The script doesn't handle cases where models.yaml is missing or malformed. While this is a development utility, adding minimal error handling would improve usability.

🛡️ Optional: Add error handling

 def main():
+    if not MODELS_YAML.exists():
+        print(f"Error: {MODELS_YAML} not found")
+        return
+
     with open(MODELS_YAML) as f:
         data = yaml.safe_load(f)

+    if not data or "models" not in data:
+        print("Error: Invalid models.yaml format")
+        return
+
     rows = []
     for entry in data.get("models", []):
-        name = entry["name"]
+        name = entry.get("name")
+        if not name:
+            continue
         hf_link = f"{HF_BASE_URL}/{name}"

🤖 Prompt for AI Agents

Verify each finding against the current code and only fix it if needed.

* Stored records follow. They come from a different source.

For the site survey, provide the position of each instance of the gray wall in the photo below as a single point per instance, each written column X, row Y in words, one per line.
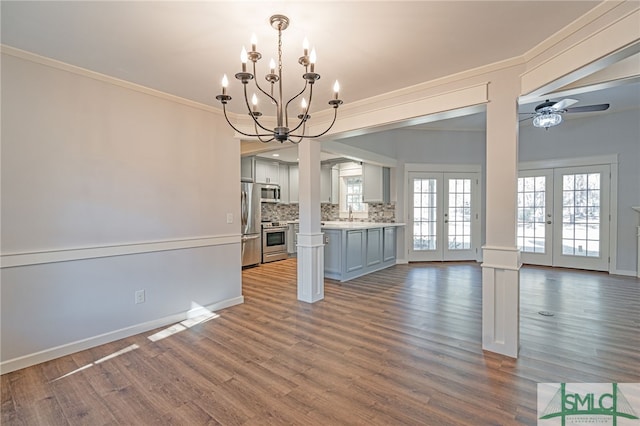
column 124, row 185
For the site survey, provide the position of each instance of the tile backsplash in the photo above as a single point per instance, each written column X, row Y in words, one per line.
column 378, row 212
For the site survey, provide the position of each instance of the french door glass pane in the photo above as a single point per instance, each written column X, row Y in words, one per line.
column 531, row 214
column 581, row 214
column 424, row 214
column 459, row 214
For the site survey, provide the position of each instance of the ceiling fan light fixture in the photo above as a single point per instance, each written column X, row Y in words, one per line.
column 547, row 119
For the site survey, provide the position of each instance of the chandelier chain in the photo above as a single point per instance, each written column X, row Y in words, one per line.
column 281, row 132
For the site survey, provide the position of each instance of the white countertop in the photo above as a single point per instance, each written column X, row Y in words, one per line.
column 358, row 225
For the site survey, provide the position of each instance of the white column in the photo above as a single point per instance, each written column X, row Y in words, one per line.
column 310, row 241
column 501, row 259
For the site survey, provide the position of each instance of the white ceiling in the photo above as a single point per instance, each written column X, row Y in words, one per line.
column 371, row 47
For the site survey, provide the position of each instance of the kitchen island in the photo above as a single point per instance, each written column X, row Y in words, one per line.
column 353, row 249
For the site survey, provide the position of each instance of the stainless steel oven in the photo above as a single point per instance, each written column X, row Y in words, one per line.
column 274, row 241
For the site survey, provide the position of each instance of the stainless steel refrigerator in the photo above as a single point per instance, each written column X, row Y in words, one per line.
column 250, row 218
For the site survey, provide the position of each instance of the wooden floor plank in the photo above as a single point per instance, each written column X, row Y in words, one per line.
column 400, row 346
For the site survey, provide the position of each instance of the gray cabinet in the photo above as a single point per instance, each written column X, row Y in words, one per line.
column 389, row 244
column 354, row 253
column 332, row 253
column 374, row 246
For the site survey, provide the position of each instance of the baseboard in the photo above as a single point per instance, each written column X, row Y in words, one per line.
column 80, row 345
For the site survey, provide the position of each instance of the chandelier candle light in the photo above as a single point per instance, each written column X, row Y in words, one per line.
column 282, row 132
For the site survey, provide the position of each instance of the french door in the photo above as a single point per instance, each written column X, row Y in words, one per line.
column 443, row 216
column 563, row 217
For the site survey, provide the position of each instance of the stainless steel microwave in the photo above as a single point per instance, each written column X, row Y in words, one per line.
column 270, row 193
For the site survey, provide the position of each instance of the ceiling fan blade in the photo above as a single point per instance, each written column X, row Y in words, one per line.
column 563, row 104
column 588, row 108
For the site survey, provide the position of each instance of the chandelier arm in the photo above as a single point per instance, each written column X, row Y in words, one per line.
column 260, row 136
column 224, row 109
column 253, row 117
column 255, row 80
column 299, row 137
column 335, row 115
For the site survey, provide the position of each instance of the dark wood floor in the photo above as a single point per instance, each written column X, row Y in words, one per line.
column 402, row 346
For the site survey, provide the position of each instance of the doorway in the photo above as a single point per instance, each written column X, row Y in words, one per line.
column 563, row 217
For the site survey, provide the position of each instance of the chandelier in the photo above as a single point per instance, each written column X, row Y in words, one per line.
column 282, row 131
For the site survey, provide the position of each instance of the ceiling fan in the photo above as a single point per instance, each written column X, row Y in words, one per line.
column 549, row 113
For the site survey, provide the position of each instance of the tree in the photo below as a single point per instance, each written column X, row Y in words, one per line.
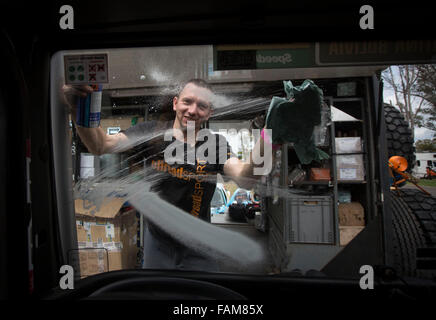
column 403, row 81
column 426, row 145
column 425, row 88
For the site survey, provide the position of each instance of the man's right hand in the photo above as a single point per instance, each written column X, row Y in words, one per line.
column 72, row 93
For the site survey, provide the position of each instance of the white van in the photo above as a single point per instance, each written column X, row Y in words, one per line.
column 424, row 160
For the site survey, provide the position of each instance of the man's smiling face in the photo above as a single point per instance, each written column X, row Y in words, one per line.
column 192, row 104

In `@examples/auto_deploy/model_registry/generate_csv.py` around lines 21 - 32,
Wrap file reading and YAML parsing in try/except to handle missing or malformed
MODELS_YAML and validate the structure before iterating: in main() catch
FileNotFoundError when opening MODELS_YAML and yaml.YAMLError from
yaml.safe_load, log/print a clear error and exit/return with non‑zero status;
also validate that data.get("models") is a list before looping and handle
missing keys (entry["name"]) by skipping or reporting the malformed entry; keep
references to MODELS_YAML, yaml.safe_load, build_command, HF_BASE_URL and rows
so the fixes are made in the same scope.

🤖 Prompt for all review comments with AI agents

Verify each finding against the current code and only fix it if needed.

Inline comments:
In `@examples/auto_deploy/model_registry/generate_csv.py`:
- Around line 1-6: Add the required NVIDIA copyright header at the top of the
generate_csv.py module above the module docstring; include the current year (or
year of latest meaningful modification) and follow the project's standard NVIDIA
copyright header template so the file-level docstring and imports remain
unchanged.

In `@tensorrt_llm/_torch/auto_deploy/models/custom/mla_rope_utils.py`:
- Around line 107-115: The code currently silently casts FP8 kv_b_proj weights
to bfloat16 when the corresponding scale_key is missing (see state_dict,
scale_key, w_key, kv_b_proj, layer_idx, and the w.to(torch.bfloat16) branch);
change this to fail fast by raising a clear exception instead of continuing:
replace the silent fallback (and possibly the ad_logger.warning_once) with
raising a RuntimeError (or ValueError) that includes the missing scale_key,
w_key, and layer_idx so loading stops immediately and the checkpoint-format
problem is surfaced.
- Around line 119-130: The code currently expands FP8 scales assuming scale has
shape [N/block_n, K/block_k], but triton_fp8_quantize_1x128 emits scales with
shape [ceil(K/128), N] (K-chunk major), so the axes are swapped; fix by treating
scale as (num_k_chunks, N), transpose it to (N, num_k_chunks), then
repeat_interleave along dim=1 by the FP8 chunk size (128) to expand K, and
finally slice to [:N, :K]; update the expansion using the existing symbols
scale, w (N, K), and state_dict[w_key] so dequantization uses the correct
per-128-K-chunk scales (assume block_k = 128 as in triton_fp8_quantize_1x128).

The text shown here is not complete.